We all know the company visits where a high boss is flown in from far away, received by the CEO and provided with a briefing, given a carefully choreographed demo and then briefly shown around the rooms, which have been tidied up nicely beforehand. Afterwards, at an aperitif with the management, the visitor declares himself deeply impressed and disappears again after 90 minutes – and everyone is satisfied.

Well, my joining the board of directors of the startup Smeetzin Renens VD pretty much coincided with the beginning of the pandemic. And so I asked myself the question: What does it really look like behind the mails, documents and zoom calls in the company for which I share responsibility? What do the almost thirty employees do all day long? CEO Alexandre Martin offered me a multi-day stage to temporarily become part of the team. This suited me perfectly, as vacations on the farm are rather out of the question for me – given the weather situation in Switzerland of this summer anyway…

This stay gave me the opportunity to review a few general insights from my work as a business angel in the field, which I would like to share with my readers. So what are the particular challenges of startups, especially SaaS providers for B2B?

Customer service as a cost and success factor

One discipline that is often underestimated is customer service (euphemistically called Customer Success Management; CSM). Theoretically, everything can be solved via algorithms, so that no supervision or support is required. In practice, however, it almost always turns out that some form of support for the customers or their employees or customers is essential, especially in the case of continuously evolving products (as is common with SaaS). This is a very demanding task, as the software is constantly evolving and thus permanently changing. But it is also about identifying bugs as early as possible and up- and cross-selling to customers. Finally, CSM should also give important hints for future product development and is essential for customer satisfaction.

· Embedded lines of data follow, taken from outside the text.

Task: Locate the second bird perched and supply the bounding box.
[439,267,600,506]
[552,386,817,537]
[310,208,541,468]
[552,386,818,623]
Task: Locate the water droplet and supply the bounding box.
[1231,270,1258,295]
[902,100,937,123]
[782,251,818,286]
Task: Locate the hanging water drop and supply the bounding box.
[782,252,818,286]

Training a team to manage capacity across language and time zones is time-consuming and costly, but there is no way around it. The challenge is therefore to balance knowledge management, customer training, sufficient resources and cost control before reducing the effort per customer with measured automation in a later phase when the development steps become less large.

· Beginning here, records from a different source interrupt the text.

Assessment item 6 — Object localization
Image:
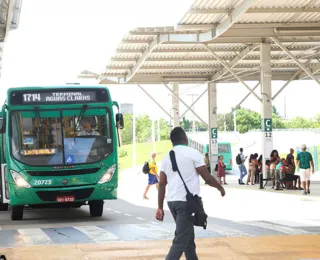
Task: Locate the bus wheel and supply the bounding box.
[89,200,104,217]
[0,203,9,211]
[11,206,24,220]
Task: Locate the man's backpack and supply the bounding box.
[236,153,242,165]
[142,162,150,174]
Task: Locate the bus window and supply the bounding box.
[11,111,63,165]
[62,109,113,164]
[218,144,231,153]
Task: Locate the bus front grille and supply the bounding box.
[36,188,94,201]
[27,168,100,176]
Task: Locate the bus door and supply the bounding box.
[0,118,9,204]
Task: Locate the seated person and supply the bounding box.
[285,161,301,189]
[276,158,285,179]
[78,119,100,136]
[264,160,271,179]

The Smeetz management team with the author: Loris Savary, COO; Liza Tripet, CMO; Alexandre Martin, Founder and CEO; Morgan Siffert, Founder and CTO.

Outsourcing is not a no-brainer

Development for SaaS startups does not take place in Switzerland, neither in the backend nor in the frontend area; the costs are simply too high and the personnel pool too thin. Eastern Europe and North Africa have established themselves as locations because they are easier to manage in terms of culture, language and time zones than the even cheaper locations in the Far East.

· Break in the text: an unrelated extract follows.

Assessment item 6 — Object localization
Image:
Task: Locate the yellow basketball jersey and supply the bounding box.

However, there are definitely stumbling blocks: Switzerland is not the only country to take a close look at whether these developers are bogus self-employed and whether social security contributions are correctly accounted for. Using an intermediary agency saves you these worries, but it does cost quite a bit of money, something that is notoriously rare in startups. In Corona times, the online acquisition of developers has special pitfalls, as Clemens Schuster, CEO of Politik.ch (also in my portfolio) recently reported in the Luzerner Zeitung (Text in German).

Touchstone expansion abroad

It is part of the standard narrative of local startups that expansion abroad is not a problem because, after all, multilingual Switzerland is a kind of mini-edition of Europe and the world. Global business is in our DNA. The reality is different here, too. The step abroad is the indispensable and decisive touchstone for whether a B2B startup really makes it. And it is by no means easy to gain a foothold in another country, usually without your own network. Market entry costs are high, as is the risk of betting on the wrong people and customer segments. A company that does not make it may well continue to exist, but then as a self-sufficient SME in its own country. That doesn’t have to be a bad thing, but of course it doesn’t match the vision of a Unicorn.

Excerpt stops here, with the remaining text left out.